Why? takeWhile should return a list and its length is an integer, hence place should output an Int eventually.

Answer 1

The correct type signature for place is:

place :: Int -> [Int] -> Int

When you use [a] in place of [Int] you are saying that place will work on a list of any type. For instance, I could call it like this:

place 3 [True, False, False, True]

or call it with a list of Char:

place 4 "this is a test"

But neither of these can work because takeWhile will compare each element of the list against the Int n . This forces the list to be a list of Ints.

Answer 2

You are using (/=) :: Eq ty => ty -> ty -> Bool where that second ty ~ Int due to the type of n . If ty is Int then the type of the other argument of (/=) ( x ) must be Int too.

Answer 3

find the place of integer n in the list x

ah, but there are no integers in the list at all. The type is [a] . Only if the type were [Int] would it be possible to find an n in it.

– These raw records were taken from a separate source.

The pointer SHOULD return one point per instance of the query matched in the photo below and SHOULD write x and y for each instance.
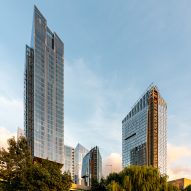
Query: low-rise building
(92, 166)
(181, 183)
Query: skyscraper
(92, 166)
(79, 153)
(20, 133)
(144, 132)
(44, 92)
(69, 160)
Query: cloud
(4, 136)
(179, 165)
(11, 113)
(92, 114)
(112, 164)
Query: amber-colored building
(180, 183)
(144, 132)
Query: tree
(101, 186)
(139, 178)
(18, 171)
(188, 188)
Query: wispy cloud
(100, 122)
(4, 136)
(179, 158)
(11, 113)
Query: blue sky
(113, 51)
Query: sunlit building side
(144, 132)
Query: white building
(68, 160)
(79, 153)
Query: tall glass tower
(44, 92)
(79, 153)
(144, 132)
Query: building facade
(92, 167)
(69, 160)
(44, 92)
(144, 132)
(20, 133)
(79, 153)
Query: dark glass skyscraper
(44, 92)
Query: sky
(113, 51)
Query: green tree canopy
(138, 178)
(18, 171)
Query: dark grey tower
(44, 92)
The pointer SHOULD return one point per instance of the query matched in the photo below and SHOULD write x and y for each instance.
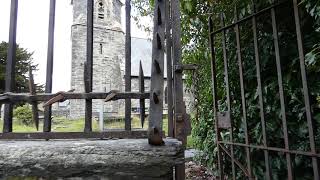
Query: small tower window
(100, 10)
(101, 49)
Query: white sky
(32, 34)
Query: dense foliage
(23, 115)
(195, 14)
(23, 61)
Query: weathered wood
(121, 134)
(23, 97)
(157, 70)
(10, 65)
(50, 52)
(87, 159)
(169, 69)
(32, 90)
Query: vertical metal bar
(179, 107)
(281, 92)
(128, 66)
(141, 90)
(10, 66)
(224, 46)
(305, 90)
(215, 100)
(178, 84)
(157, 69)
(263, 123)
(243, 100)
(169, 69)
(89, 67)
(32, 90)
(48, 88)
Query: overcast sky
(32, 34)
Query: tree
(195, 14)
(23, 61)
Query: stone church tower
(108, 53)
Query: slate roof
(141, 50)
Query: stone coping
(132, 158)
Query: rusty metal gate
(224, 122)
(166, 37)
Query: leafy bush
(23, 114)
(195, 15)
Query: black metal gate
(224, 121)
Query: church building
(108, 57)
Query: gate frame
(221, 144)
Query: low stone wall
(85, 159)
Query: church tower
(108, 53)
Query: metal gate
(224, 121)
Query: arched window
(100, 9)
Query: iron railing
(165, 13)
(223, 119)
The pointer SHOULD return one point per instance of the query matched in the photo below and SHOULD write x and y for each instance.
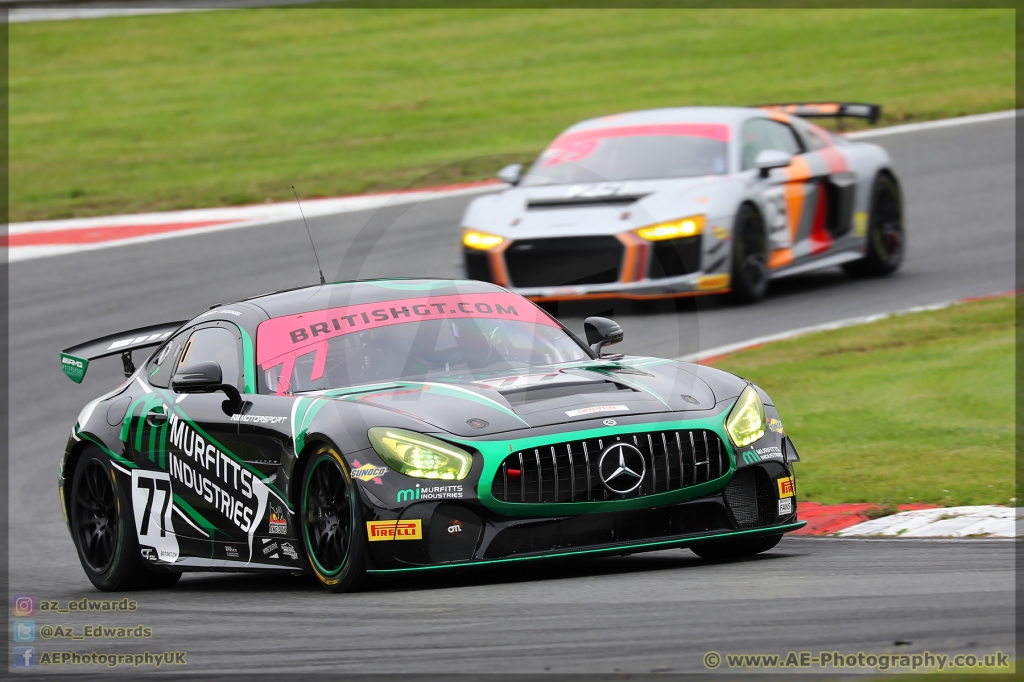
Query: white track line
(792, 334)
(249, 216)
(987, 520)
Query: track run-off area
(659, 611)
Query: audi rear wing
(835, 110)
(75, 360)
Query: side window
(761, 134)
(214, 344)
(161, 368)
(816, 138)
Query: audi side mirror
(769, 159)
(197, 378)
(601, 332)
(511, 174)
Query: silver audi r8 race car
(691, 201)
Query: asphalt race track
(657, 611)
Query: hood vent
(581, 202)
(520, 396)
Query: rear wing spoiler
(835, 110)
(75, 360)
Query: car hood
(591, 209)
(545, 396)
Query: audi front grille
(569, 471)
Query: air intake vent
(752, 498)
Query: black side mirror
(511, 174)
(198, 378)
(601, 332)
(206, 377)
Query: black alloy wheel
(331, 526)
(750, 256)
(886, 238)
(103, 527)
(95, 514)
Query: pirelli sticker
(406, 529)
(785, 486)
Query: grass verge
(225, 108)
(915, 408)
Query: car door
(796, 199)
(220, 496)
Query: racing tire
(750, 256)
(103, 528)
(886, 238)
(332, 524)
(735, 549)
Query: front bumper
(620, 266)
(465, 533)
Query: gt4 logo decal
(785, 486)
(151, 497)
(408, 529)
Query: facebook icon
(25, 656)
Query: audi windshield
(408, 339)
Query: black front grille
(564, 261)
(568, 471)
(477, 266)
(672, 258)
(751, 496)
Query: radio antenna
(318, 268)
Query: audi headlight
(747, 422)
(673, 228)
(420, 456)
(481, 241)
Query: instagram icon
(25, 604)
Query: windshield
(633, 153)
(408, 339)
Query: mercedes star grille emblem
(622, 467)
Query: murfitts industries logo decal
(622, 467)
(430, 493)
(215, 477)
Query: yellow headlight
(673, 229)
(420, 456)
(747, 423)
(481, 241)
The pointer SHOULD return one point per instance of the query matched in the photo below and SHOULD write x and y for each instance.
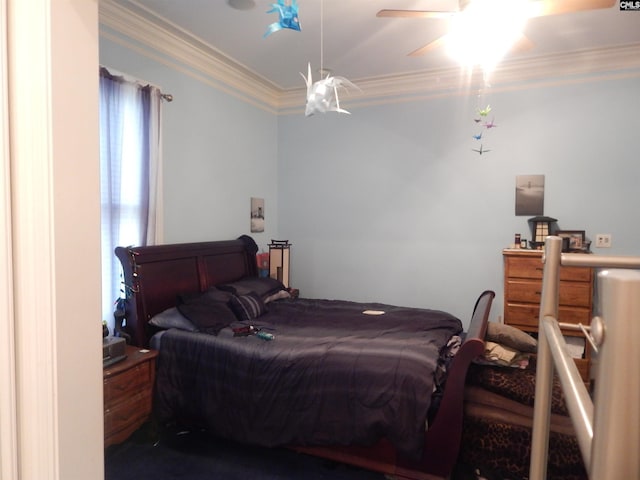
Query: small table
(128, 393)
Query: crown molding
(138, 29)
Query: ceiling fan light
(485, 30)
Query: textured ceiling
(346, 37)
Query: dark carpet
(197, 456)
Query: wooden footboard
(442, 439)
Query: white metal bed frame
(607, 426)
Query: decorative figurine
(288, 17)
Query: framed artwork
(257, 215)
(575, 238)
(530, 195)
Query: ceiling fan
(539, 8)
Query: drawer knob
(597, 331)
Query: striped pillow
(247, 307)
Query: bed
(352, 382)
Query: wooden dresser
(128, 392)
(523, 289)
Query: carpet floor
(197, 456)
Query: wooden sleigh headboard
(154, 276)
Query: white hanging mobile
(322, 96)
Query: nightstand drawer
(120, 387)
(127, 415)
(571, 293)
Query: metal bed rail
(608, 426)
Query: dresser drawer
(526, 315)
(528, 291)
(127, 415)
(120, 387)
(532, 267)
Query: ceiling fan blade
(429, 47)
(413, 14)
(521, 44)
(542, 8)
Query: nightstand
(128, 393)
(523, 289)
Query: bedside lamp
(279, 266)
(541, 228)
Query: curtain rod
(165, 96)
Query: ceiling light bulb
(485, 30)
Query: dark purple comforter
(331, 376)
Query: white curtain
(130, 175)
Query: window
(130, 174)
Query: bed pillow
(213, 294)
(247, 307)
(263, 286)
(207, 312)
(511, 337)
(172, 318)
(277, 296)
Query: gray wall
(218, 153)
(390, 203)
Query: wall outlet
(603, 240)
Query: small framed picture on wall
(572, 240)
(530, 195)
(257, 215)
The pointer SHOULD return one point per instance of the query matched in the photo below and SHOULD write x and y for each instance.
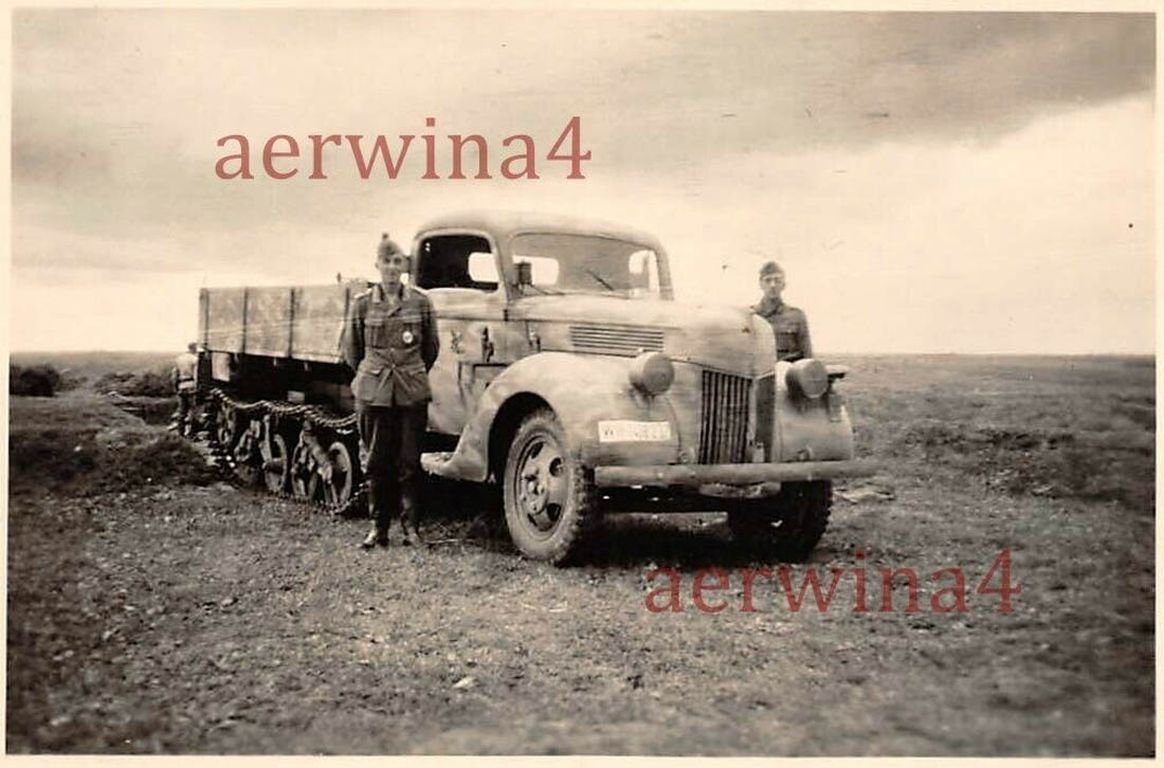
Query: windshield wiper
(541, 290)
(600, 278)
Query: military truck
(569, 379)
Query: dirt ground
(155, 609)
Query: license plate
(623, 431)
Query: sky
(930, 182)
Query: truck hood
(728, 338)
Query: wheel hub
(540, 488)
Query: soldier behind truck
(390, 342)
(788, 322)
(184, 379)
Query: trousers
(390, 436)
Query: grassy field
(153, 609)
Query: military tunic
(790, 327)
(391, 346)
(185, 370)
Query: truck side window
(444, 262)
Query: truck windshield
(562, 263)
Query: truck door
(460, 272)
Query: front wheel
(548, 496)
(786, 526)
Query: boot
(409, 518)
(376, 535)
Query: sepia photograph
(653, 382)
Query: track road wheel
(276, 463)
(338, 480)
(304, 478)
(548, 496)
(786, 526)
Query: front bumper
(730, 475)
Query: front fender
(582, 390)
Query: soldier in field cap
(788, 322)
(390, 342)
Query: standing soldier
(390, 342)
(183, 377)
(788, 322)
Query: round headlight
(652, 372)
(808, 377)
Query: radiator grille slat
(618, 340)
(723, 436)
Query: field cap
(388, 247)
(771, 268)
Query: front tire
(787, 526)
(547, 493)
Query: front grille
(723, 438)
(616, 340)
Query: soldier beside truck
(567, 377)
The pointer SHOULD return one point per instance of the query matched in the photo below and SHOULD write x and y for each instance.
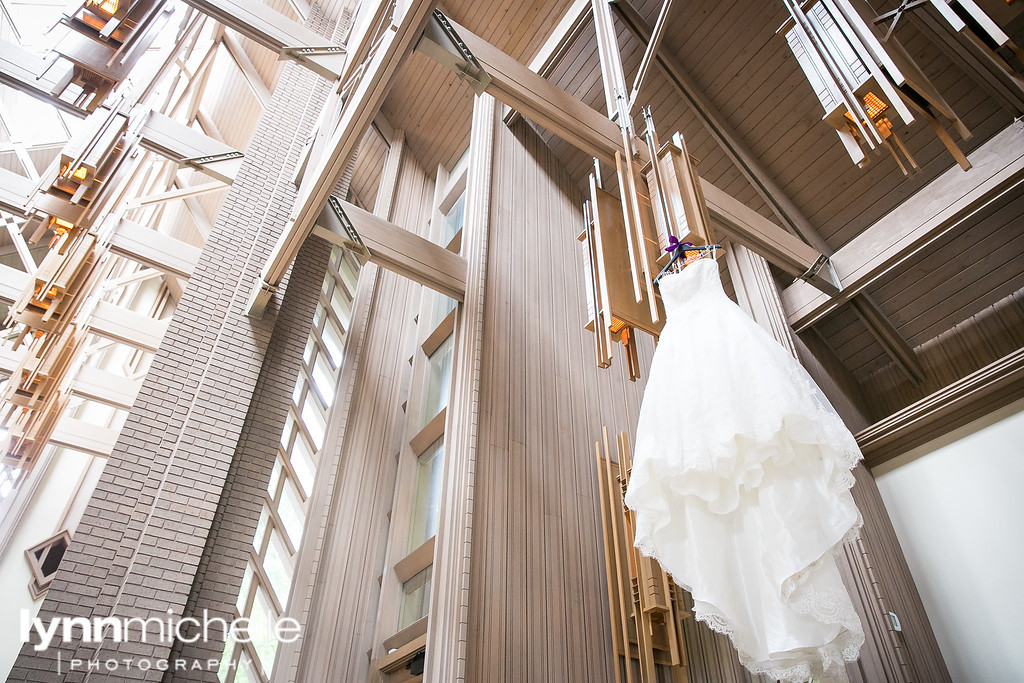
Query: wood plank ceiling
(731, 49)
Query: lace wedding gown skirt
(740, 484)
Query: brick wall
(144, 544)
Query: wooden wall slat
(537, 612)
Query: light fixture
(109, 6)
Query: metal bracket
(827, 282)
(258, 300)
(334, 225)
(441, 42)
(326, 60)
(213, 159)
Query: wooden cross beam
(545, 103)
(997, 168)
(327, 169)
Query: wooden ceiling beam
(393, 248)
(979, 393)
(276, 33)
(722, 131)
(358, 113)
(249, 72)
(547, 104)
(956, 196)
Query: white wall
(957, 507)
(48, 511)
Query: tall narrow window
(273, 556)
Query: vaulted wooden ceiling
(732, 50)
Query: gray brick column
(145, 542)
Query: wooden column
(756, 293)
(446, 632)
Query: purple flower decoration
(675, 244)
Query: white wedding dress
(740, 485)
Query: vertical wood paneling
(340, 629)
(536, 609)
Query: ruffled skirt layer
(740, 486)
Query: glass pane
(349, 273)
(415, 598)
(300, 385)
(247, 671)
(333, 342)
(274, 477)
(438, 380)
(225, 662)
(342, 306)
(442, 306)
(324, 379)
(307, 353)
(454, 220)
(260, 529)
(426, 497)
(278, 567)
(244, 592)
(261, 631)
(302, 463)
(314, 423)
(286, 433)
(291, 513)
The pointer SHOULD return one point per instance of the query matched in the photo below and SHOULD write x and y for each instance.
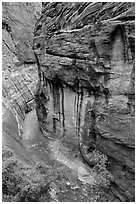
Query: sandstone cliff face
(18, 61)
(85, 57)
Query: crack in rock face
(85, 58)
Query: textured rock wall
(18, 61)
(85, 57)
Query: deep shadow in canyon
(70, 91)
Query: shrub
(23, 182)
(103, 176)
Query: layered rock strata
(85, 57)
(19, 72)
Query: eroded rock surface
(18, 61)
(85, 57)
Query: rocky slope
(19, 72)
(85, 57)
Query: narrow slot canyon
(68, 93)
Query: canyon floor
(75, 181)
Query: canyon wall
(85, 58)
(19, 71)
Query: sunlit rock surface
(19, 72)
(85, 57)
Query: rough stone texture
(85, 57)
(18, 61)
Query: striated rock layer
(18, 62)
(85, 57)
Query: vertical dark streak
(63, 114)
(80, 108)
(75, 102)
(77, 113)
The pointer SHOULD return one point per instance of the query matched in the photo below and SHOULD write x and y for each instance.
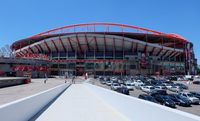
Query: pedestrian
(46, 78)
(73, 81)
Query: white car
(188, 95)
(148, 89)
(175, 89)
(138, 83)
(129, 86)
(108, 83)
(115, 86)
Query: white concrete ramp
(78, 103)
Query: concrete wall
(140, 110)
(26, 108)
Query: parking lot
(193, 109)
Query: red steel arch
(107, 24)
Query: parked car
(148, 89)
(182, 86)
(138, 83)
(165, 100)
(148, 98)
(196, 82)
(191, 97)
(123, 90)
(195, 94)
(175, 88)
(129, 86)
(115, 86)
(108, 83)
(180, 100)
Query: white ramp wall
(139, 110)
(26, 108)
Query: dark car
(165, 100)
(123, 90)
(180, 100)
(196, 82)
(181, 86)
(148, 98)
(196, 94)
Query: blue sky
(23, 18)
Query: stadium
(104, 49)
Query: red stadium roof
(97, 27)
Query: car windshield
(190, 95)
(115, 84)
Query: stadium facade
(104, 49)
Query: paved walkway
(78, 103)
(9, 94)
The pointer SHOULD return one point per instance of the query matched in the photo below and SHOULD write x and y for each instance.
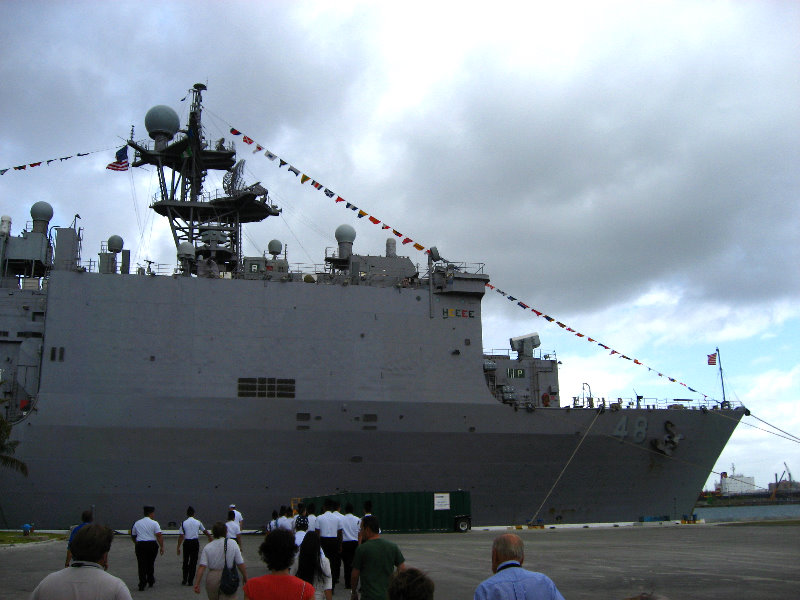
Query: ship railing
(651, 403)
(462, 267)
(505, 353)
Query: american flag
(121, 164)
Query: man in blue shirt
(510, 581)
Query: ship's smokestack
(41, 213)
(345, 235)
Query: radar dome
(115, 244)
(345, 233)
(41, 211)
(186, 249)
(162, 120)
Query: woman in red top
(278, 550)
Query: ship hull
(143, 400)
(514, 476)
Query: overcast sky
(629, 168)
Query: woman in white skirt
(314, 567)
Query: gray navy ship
(238, 379)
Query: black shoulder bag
(229, 581)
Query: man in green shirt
(374, 562)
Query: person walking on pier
(146, 534)
(351, 527)
(329, 527)
(237, 515)
(188, 536)
(510, 580)
(374, 562)
(215, 556)
(86, 517)
(234, 533)
(86, 576)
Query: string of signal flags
(303, 179)
(121, 164)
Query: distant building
(784, 487)
(737, 484)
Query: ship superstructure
(237, 378)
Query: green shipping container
(405, 512)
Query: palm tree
(7, 448)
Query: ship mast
(206, 228)
(721, 379)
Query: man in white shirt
(189, 534)
(237, 515)
(233, 531)
(86, 576)
(329, 526)
(146, 532)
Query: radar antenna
(233, 181)
(203, 224)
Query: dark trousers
(191, 548)
(146, 553)
(348, 550)
(330, 546)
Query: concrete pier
(754, 561)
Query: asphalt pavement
(757, 561)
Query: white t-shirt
(88, 582)
(211, 556)
(145, 530)
(237, 516)
(233, 530)
(328, 524)
(191, 528)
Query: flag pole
(721, 380)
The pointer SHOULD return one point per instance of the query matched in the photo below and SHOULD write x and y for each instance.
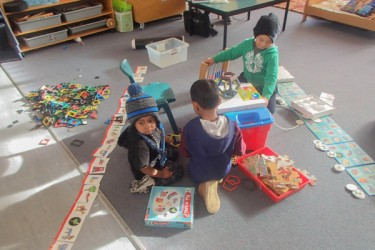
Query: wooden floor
(39, 184)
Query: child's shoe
(143, 185)
(208, 190)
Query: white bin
(167, 52)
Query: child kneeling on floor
(144, 139)
(210, 140)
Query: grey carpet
(321, 55)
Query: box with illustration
(170, 207)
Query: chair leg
(168, 111)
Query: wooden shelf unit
(107, 13)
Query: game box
(170, 207)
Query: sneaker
(208, 190)
(143, 185)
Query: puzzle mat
(289, 88)
(365, 177)
(350, 154)
(328, 131)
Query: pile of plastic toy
(67, 104)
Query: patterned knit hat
(139, 104)
(268, 25)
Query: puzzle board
(328, 131)
(364, 176)
(289, 88)
(350, 154)
(289, 98)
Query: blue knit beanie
(140, 104)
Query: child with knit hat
(209, 141)
(260, 58)
(144, 139)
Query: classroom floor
(28, 183)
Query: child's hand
(266, 100)
(165, 173)
(168, 139)
(209, 61)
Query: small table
(235, 7)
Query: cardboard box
(38, 23)
(170, 207)
(151, 10)
(45, 37)
(124, 21)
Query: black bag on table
(198, 23)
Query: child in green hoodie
(260, 58)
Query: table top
(235, 6)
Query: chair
(163, 95)
(214, 71)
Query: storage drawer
(37, 23)
(46, 37)
(82, 27)
(78, 12)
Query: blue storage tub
(254, 124)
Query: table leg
(286, 14)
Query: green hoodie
(261, 69)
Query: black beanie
(267, 25)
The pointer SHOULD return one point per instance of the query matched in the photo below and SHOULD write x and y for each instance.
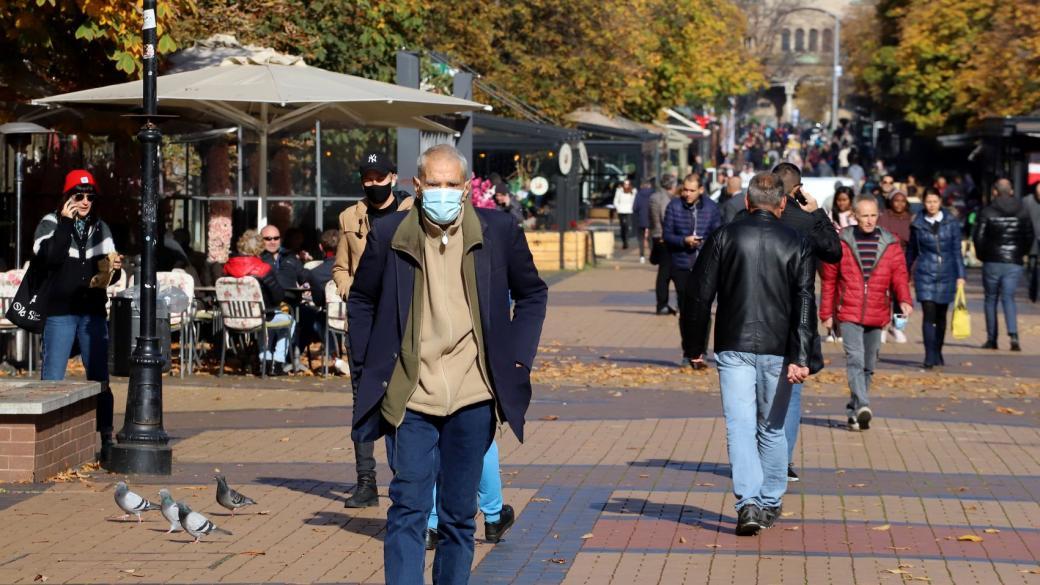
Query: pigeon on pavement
(229, 498)
(130, 503)
(196, 524)
(170, 511)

Now, you might say “ [Int] is a possible instantiation of [a] , so it could still work in that case”. Well, it could – but only in that case, and therefore it would be stupid not to enforce a ~ Int in the type signature.

More reasonably, you might want to find any type of number which happens to be equal to the integer n . Well, you can do that:

place' :: (Num a, Eq a) => Int -> [a] -> Int
place' n = length . takeWhile (/= fromIntegral n)

Here, I first convert n to the type of number that's contained in the list, and then compare it with those numbers.